Od poniedziałku w praktyce rusza Pętla Żuławska. W kolejnym etapie odmrażania sportu i turystyki od nowego tygodnia możliwe mają być aktywności na wodzie. To szansa dla wodniaków z Żuław, którzy w normalnej sytuacji sezon zaczęliby zaledwie tydzień wcześniej.
W ubiegłym roku z 303 kilometrów szlaków wodnych skorzystało 260 tysięcy turystów, w tym 15 tysięcy wodniaków. Jak mówi Krzysztof Czopek z urzędu marszałkowskiego, wiele wskazuje na to, że w tym roku będzie ich znowu więcej, bo firmy czarterowe mają niemal pełne grafiki.
Dziś z rekreacyjnego pływania korzystać mogą jedynie rodziny. Od poniedziałku będzie łatwiej. – Przepisy, poza zasłanianiem twarzy i zachowaniem dystansu, nakazują ograniczenie liczby osób na przystani, ich weryfikacji i ograniczenia korzystania z infrastruktury tylko do WC. To pozwoli na funkcjonowanie pętli – mówią urzędnicy.
PLANY ROZBUDOWY
Dodajmy, że po pięciu latach od zakończenia projektu, miejscami dla wodniaków zarządzają gminy. Przystanie, częściowo z nowymi zarządcami, mają więc możliwość rozbudowana swojej oferty na przykład o kempingi i gastronomię.

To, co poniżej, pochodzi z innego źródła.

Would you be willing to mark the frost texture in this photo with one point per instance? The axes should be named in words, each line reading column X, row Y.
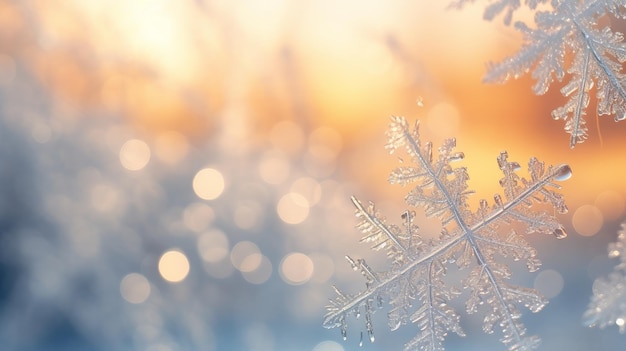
column 414, row 286
column 573, row 28
column 608, row 303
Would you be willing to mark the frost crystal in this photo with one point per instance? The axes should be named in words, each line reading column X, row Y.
column 571, row 27
column 608, row 303
column 414, row 286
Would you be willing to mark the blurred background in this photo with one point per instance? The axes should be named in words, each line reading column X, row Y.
column 175, row 175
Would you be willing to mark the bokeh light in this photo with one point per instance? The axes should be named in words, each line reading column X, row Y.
column 142, row 139
column 174, row 266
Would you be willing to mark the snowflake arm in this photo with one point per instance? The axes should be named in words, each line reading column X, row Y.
column 608, row 303
column 467, row 238
column 598, row 57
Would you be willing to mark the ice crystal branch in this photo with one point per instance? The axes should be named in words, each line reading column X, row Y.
column 571, row 27
column 608, row 303
column 414, row 286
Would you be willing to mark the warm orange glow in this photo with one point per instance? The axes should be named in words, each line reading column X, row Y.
column 174, row 266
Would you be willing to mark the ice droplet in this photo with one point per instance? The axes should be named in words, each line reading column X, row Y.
column 564, row 172
column 498, row 199
column 560, row 232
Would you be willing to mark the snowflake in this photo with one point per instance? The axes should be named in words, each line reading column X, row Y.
column 414, row 285
column 608, row 303
column 598, row 53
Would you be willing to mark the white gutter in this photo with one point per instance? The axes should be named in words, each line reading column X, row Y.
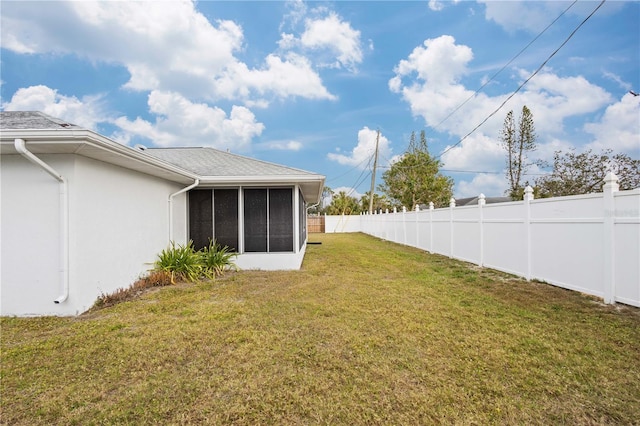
column 193, row 185
column 64, row 215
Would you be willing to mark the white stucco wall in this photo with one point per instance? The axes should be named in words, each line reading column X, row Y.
column 118, row 223
column 271, row 261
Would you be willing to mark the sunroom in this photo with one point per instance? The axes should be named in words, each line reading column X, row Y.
column 256, row 208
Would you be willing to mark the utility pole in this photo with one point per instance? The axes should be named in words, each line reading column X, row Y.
column 373, row 174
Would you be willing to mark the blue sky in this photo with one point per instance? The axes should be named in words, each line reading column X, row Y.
column 307, row 84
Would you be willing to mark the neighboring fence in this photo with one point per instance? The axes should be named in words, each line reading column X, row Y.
column 315, row 224
column 589, row 243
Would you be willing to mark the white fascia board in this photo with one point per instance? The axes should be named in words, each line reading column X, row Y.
column 124, row 155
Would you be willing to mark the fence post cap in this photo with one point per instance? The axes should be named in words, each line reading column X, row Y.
column 528, row 193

Dziś pętla na 303 kilometrowym szlaku oferuje 335 miejsc postojowych. W ciągu dwóch lat przybędzie ich 430. Dopłynąć bez przeszkód można będzie między innymi Tugą do Nowego Dworu Gdańskiego. Profesjonalna przystań powstanie w Pucku.

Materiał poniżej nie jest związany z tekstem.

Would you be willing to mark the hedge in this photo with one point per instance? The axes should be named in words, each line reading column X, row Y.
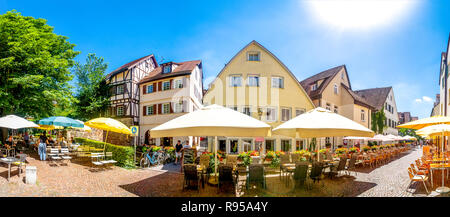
column 124, row 155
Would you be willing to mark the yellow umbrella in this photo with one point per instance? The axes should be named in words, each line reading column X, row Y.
column 425, row 122
column 108, row 124
column 437, row 130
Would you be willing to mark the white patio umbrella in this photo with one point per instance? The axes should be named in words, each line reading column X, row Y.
column 320, row 122
column 16, row 122
column 213, row 120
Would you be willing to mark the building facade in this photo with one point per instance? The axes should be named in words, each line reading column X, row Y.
column 125, row 94
column 255, row 82
column 169, row 91
column 381, row 98
column 331, row 89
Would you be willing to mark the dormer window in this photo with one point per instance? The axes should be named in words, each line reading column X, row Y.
column 167, row 69
column 253, row 56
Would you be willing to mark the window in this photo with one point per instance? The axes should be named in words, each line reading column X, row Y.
column 286, row 145
column 234, row 146
column 150, row 110
column 178, row 83
column 150, row 88
column 167, row 69
column 166, row 108
column 299, row 145
column 235, row 80
column 271, row 114
column 120, row 89
column 299, row 112
column 254, row 56
column 246, row 110
column 246, row 145
column 285, row 114
column 178, row 107
column 270, row 145
column 253, row 81
column 120, row 111
column 166, row 85
column 277, row 82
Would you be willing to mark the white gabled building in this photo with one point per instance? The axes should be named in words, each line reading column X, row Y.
column 169, row 91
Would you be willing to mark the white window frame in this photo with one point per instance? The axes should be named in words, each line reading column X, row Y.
column 299, row 111
column 282, row 113
column 122, row 108
column 120, row 87
column 234, row 79
column 258, row 55
column 164, row 85
column 253, row 81
column 148, row 109
column 277, row 82
column 163, row 108
column 177, row 83
column 274, row 115
column 249, row 110
column 167, row 69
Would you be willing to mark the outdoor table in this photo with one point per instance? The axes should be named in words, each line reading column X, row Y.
column 9, row 161
column 439, row 166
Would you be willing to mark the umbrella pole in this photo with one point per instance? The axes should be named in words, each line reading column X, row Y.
column 106, row 139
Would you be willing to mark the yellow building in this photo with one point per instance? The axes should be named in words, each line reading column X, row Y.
column 331, row 89
column 258, row 84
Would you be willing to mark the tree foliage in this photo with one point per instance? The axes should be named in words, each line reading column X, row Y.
column 34, row 67
column 378, row 121
column 93, row 93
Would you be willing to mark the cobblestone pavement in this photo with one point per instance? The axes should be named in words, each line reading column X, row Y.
column 79, row 179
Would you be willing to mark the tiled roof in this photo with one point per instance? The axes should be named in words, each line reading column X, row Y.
column 375, row 96
column 130, row 64
column 327, row 76
column 183, row 68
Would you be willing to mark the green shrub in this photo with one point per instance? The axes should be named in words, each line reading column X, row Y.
column 124, row 155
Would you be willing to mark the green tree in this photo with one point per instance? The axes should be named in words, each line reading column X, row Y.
column 378, row 121
column 93, row 95
column 34, row 67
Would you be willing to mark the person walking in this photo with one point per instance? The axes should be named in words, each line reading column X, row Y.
column 43, row 141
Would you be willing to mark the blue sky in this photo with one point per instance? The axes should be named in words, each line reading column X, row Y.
column 404, row 52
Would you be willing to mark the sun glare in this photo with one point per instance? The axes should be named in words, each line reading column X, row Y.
column 359, row 13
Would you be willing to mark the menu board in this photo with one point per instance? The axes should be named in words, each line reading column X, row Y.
column 188, row 156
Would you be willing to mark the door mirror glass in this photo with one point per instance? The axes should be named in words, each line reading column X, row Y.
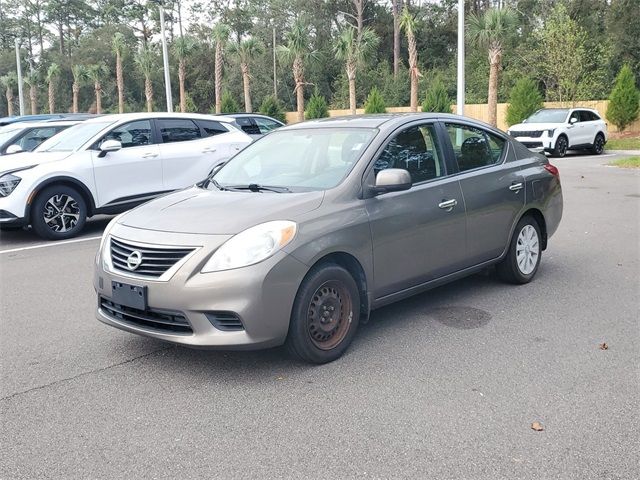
column 109, row 146
column 392, row 180
column 14, row 149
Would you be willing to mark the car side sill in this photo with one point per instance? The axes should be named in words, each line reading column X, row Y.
column 408, row 292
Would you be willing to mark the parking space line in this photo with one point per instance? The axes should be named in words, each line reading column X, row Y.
column 51, row 244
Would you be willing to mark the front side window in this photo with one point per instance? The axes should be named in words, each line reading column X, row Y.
column 474, row 147
column 299, row 160
column 178, row 130
column 132, row 134
column 415, row 150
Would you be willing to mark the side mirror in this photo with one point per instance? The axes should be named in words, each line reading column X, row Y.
column 392, row 180
column 15, row 148
column 109, row 146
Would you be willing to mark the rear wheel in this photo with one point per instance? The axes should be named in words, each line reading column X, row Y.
column 58, row 212
column 525, row 251
column 325, row 315
column 598, row 145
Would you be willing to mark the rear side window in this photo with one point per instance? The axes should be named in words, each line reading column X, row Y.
column 178, row 130
column 474, row 147
column 212, row 128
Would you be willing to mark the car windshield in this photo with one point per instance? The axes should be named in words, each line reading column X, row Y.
column 556, row 115
column 290, row 160
column 73, row 138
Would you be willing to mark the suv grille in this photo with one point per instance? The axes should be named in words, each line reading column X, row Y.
column 173, row 322
column 153, row 262
column 531, row 134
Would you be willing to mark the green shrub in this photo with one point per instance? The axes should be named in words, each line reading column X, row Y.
column 624, row 101
column 228, row 103
column 375, row 102
column 316, row 107
column 524, row 100
column 272, row 107
column 437, row 99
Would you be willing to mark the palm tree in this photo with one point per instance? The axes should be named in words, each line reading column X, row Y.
column 146, row 62
column 246, row 50
column 31, row 79
column 119, row 46
column 296, row 52
column 96, row 73
column 79, row 73
column 9, row 82
column 408, row 24
column 52, row 74
column 354, row 51
column 183, row 48
column 490, row 31
column 220, row 37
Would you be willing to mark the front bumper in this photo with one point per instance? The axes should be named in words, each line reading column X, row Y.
column 260, row 295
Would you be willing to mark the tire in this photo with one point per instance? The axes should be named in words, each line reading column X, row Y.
column 561, row 147
column 524, row 254
column 598, row 145
column 325, row 315
column 58, row 212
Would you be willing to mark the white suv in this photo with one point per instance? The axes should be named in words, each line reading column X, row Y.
column 556, row 130
column 110, row 164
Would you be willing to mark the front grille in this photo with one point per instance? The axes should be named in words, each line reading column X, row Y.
column 225, row 321
column 531, row 134
column 174, row 322
column 154, row 261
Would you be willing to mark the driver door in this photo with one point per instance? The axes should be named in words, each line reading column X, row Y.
column 132, row 174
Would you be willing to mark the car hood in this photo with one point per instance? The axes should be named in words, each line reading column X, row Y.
column 199, row 211
column 27, row 159
column 528, row 127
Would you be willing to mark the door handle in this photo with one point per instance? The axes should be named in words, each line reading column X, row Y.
column 448, row 204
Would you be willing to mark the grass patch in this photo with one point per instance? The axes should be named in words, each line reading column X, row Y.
column 632, row 143
column 629, row 162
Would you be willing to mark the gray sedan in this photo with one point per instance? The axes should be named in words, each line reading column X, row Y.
column 299, row 236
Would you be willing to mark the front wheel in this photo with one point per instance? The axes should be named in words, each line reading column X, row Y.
column 58, row 212
column 325, row 315
column 523, row 257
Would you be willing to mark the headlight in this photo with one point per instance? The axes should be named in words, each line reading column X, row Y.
column 253, row 245
column 8, row 184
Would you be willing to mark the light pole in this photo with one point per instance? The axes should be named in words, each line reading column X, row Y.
column 165, row 60
column 460, row 95
column 19, row 68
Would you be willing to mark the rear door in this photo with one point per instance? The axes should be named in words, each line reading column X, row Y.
column 492, row 185
column 133, row 173
column 418, row 235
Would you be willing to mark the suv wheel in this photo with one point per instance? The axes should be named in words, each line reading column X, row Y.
column 598, row 145
column 561, row 147
column 325, row 315
column 58, row 212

(Fot. Radio Gdańsk/Sebastian Kwiatkowski)
OGRANICZENIA I UTRUDNIENIA
Przypomnijmy, że większość pływających po pętli houseboat’ów można wypożyczyć bez uprawnień. Od tego roku mapy i przewodniki po pętli będą będą dodatkowo zawierały informacje o ograniczeniach prędkości na szlakach wodnych.
Utrudnieniem dla pierwszych wodniaków mogą być natomiast godziny otwarcia śluz. Według obowiązujących przepisów w weekendy można będzie z nich skorzystać tylko po wcześniejszym, 12-godzinnym umówieniu.